Need more housing for all the people moving to town
Shortage of workers, everyone gets a raise.
Less people on welfare.
Anybodies guess, how much is taxed allong the way, lowering the actual cost.
 
Na.......... that's a good discription of welfare day

Stimulas is when you build a bridge.

hire the engineers and planners
fire up the gravel pit
hire the pile driver
order the piles
fire up the concrete batch plant
order the rebar
hire capenters, and iron workers, crane operators, truck drivers, operators for a multitude of equipment
fire up the black top patch plant

new stores open in town. Walmart, Macdonolds, HD because the locals charge to much.
Need more housing for all the people moving to town
Shortage of workers, everyone gets a raise.
Less people on welfare.
Anybodies guess, how much is taxed allong the way, lowering the actual cost.






Cont:

Everybody gets excited as the bridge nears completion and the big day is planned the high school band comes out the mayor and council men are there along with the representatives and even the governor and a senator. Everyone is excited and patting each other on the back at the boon the bridge caused the small town to have. Sure it went over budget 250% but this was a shovel ready project and when the Stimulus needed one and so what if the printing presses had to run a few more days to make the extra money, look at all the good it did. Well the speeches get made and the ribbon gets cut and miles and miles of cars cross the bridge for the first time. They all get to the other side and there they are in the new town of “Nowhere”.

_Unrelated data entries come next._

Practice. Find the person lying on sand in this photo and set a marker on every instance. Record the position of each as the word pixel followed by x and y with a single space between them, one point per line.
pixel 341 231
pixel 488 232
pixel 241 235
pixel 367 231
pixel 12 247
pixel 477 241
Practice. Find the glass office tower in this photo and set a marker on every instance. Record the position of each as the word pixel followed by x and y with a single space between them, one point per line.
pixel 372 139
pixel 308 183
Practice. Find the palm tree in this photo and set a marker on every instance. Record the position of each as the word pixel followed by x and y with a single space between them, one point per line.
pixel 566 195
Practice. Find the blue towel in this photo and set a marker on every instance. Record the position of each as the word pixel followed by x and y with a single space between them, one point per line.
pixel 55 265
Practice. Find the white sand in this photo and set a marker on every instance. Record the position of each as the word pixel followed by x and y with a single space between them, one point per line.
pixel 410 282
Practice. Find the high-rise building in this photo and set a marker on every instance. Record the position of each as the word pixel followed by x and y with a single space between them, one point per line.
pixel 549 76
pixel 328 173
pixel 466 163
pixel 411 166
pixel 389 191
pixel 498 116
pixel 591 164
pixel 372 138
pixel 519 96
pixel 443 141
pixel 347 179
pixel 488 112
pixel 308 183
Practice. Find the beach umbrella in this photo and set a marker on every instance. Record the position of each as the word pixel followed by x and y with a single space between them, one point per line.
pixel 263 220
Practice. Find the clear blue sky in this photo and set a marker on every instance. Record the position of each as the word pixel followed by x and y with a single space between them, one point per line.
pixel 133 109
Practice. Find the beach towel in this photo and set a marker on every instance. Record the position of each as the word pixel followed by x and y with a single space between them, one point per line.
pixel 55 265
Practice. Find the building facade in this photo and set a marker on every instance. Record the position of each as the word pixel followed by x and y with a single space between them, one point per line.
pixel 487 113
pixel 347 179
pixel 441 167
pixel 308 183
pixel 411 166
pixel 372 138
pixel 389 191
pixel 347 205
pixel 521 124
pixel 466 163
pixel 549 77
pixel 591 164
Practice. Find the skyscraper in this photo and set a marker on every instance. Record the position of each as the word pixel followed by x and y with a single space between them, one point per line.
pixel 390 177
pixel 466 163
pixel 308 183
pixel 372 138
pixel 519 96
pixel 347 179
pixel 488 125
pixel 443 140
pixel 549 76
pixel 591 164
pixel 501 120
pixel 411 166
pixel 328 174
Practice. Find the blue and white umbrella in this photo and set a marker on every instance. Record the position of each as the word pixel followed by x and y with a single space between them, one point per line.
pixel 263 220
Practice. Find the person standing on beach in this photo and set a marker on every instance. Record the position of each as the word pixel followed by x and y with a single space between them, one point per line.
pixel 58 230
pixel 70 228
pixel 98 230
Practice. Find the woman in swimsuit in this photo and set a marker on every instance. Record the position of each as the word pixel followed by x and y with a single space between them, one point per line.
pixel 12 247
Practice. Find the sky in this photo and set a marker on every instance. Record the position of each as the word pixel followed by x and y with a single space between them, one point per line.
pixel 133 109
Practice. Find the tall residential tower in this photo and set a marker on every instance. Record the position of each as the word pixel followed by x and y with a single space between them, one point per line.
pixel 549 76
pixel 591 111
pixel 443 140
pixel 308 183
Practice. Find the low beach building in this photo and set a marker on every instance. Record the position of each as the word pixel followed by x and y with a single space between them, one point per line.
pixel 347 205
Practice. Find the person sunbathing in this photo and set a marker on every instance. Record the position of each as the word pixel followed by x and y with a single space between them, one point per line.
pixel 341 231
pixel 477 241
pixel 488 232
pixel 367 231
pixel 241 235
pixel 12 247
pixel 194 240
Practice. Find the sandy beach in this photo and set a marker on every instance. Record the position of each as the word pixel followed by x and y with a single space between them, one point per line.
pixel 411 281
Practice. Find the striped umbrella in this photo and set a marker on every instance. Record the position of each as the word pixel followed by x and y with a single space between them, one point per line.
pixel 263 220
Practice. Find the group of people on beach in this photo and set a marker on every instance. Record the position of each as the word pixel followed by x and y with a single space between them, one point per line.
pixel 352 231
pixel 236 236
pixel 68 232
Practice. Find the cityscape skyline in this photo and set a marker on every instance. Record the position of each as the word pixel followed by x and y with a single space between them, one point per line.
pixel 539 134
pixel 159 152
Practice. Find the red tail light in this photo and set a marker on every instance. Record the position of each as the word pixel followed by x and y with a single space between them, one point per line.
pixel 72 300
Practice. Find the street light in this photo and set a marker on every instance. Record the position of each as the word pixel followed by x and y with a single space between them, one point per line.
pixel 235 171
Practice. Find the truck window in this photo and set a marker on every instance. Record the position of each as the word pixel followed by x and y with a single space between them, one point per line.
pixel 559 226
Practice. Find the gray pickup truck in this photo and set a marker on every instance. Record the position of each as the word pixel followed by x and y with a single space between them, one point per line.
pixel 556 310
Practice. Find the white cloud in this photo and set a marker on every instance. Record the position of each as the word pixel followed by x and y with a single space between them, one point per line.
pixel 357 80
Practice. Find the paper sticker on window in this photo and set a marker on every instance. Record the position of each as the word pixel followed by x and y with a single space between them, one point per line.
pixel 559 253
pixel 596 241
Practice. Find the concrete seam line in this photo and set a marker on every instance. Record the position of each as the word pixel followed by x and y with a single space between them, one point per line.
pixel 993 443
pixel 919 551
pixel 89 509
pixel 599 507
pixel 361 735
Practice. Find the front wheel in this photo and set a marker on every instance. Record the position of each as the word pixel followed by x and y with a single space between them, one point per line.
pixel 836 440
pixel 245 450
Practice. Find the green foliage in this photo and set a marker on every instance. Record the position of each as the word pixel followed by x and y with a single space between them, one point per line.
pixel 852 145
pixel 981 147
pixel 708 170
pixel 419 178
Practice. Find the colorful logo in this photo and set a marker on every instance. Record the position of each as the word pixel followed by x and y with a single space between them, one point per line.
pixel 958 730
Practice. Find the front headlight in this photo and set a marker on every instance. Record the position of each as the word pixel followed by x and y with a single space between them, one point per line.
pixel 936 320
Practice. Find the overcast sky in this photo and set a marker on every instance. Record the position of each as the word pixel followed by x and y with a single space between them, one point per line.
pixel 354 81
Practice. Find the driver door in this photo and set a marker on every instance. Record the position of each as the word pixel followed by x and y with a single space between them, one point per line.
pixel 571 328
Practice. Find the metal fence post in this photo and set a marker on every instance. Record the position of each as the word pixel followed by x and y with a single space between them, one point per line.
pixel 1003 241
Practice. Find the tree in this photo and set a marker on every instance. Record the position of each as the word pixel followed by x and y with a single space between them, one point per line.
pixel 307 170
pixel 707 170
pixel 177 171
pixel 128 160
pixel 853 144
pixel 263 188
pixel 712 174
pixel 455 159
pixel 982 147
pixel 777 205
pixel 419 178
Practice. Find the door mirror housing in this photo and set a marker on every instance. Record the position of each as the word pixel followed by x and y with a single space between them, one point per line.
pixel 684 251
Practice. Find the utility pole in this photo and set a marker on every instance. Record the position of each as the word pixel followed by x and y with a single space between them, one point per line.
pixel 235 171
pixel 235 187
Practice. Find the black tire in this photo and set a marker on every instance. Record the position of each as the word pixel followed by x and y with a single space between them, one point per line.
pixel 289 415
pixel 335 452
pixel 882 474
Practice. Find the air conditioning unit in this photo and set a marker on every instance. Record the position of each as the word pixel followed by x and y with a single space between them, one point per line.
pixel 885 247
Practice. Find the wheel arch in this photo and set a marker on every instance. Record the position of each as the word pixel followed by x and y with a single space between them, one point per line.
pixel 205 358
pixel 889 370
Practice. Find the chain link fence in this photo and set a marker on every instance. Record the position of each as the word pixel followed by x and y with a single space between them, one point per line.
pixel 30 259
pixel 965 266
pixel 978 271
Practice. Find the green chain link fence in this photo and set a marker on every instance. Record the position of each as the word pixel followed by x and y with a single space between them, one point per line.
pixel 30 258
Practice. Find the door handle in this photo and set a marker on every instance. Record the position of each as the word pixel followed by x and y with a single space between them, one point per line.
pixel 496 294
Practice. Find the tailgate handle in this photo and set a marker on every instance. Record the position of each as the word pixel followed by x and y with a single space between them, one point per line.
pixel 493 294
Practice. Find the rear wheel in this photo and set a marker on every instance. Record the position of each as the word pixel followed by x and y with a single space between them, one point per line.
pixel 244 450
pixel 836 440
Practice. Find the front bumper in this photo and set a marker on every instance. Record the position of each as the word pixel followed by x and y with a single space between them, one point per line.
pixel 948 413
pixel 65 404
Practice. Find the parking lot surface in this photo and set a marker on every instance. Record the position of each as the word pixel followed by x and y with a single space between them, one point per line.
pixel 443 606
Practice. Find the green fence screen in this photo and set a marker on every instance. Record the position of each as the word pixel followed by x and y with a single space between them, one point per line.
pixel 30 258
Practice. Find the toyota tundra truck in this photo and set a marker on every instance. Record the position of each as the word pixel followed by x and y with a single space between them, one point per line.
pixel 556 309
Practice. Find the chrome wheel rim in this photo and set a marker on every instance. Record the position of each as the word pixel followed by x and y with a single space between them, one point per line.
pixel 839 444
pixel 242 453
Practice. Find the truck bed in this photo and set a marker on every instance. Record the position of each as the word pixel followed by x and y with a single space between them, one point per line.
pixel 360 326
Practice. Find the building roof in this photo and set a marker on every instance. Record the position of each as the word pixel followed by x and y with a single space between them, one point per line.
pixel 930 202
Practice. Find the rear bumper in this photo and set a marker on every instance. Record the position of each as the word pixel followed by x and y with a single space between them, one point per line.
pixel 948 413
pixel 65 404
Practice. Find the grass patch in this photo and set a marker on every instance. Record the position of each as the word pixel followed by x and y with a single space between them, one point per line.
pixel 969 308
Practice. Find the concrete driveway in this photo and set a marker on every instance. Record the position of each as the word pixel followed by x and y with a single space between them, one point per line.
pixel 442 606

Here is the plans of a small scale bridge I’m planning to build

Bridge.jpg
 
My brother (who is now employed) was the only person available and had to man the cashier (even though he is supposed to work in the stock room) and an old lady came up with about $10 in coins. She was hoping it would cover all of her stuff and she apologized for the inconvenience. My brother said it was no problem and was counting up her money. Meanwhile, the guy in line behind her was huffing and puffing and getting all pissed off. The old gray-haired lady then said "Well f******* him. He can wait!" My brother just smiled and completed the transaction. He was rather amused by the old lady talking like that.

Another thing he told me was that once when he was working at Walmart, a little boy walked up and was trying to ask him something but was mumbling too quietly. My brother leaned down and asked "What was that?" and then the kid's mother very loudly came over and yelled "You heard him, boy! Speak up! Talk like ya got some sense!!"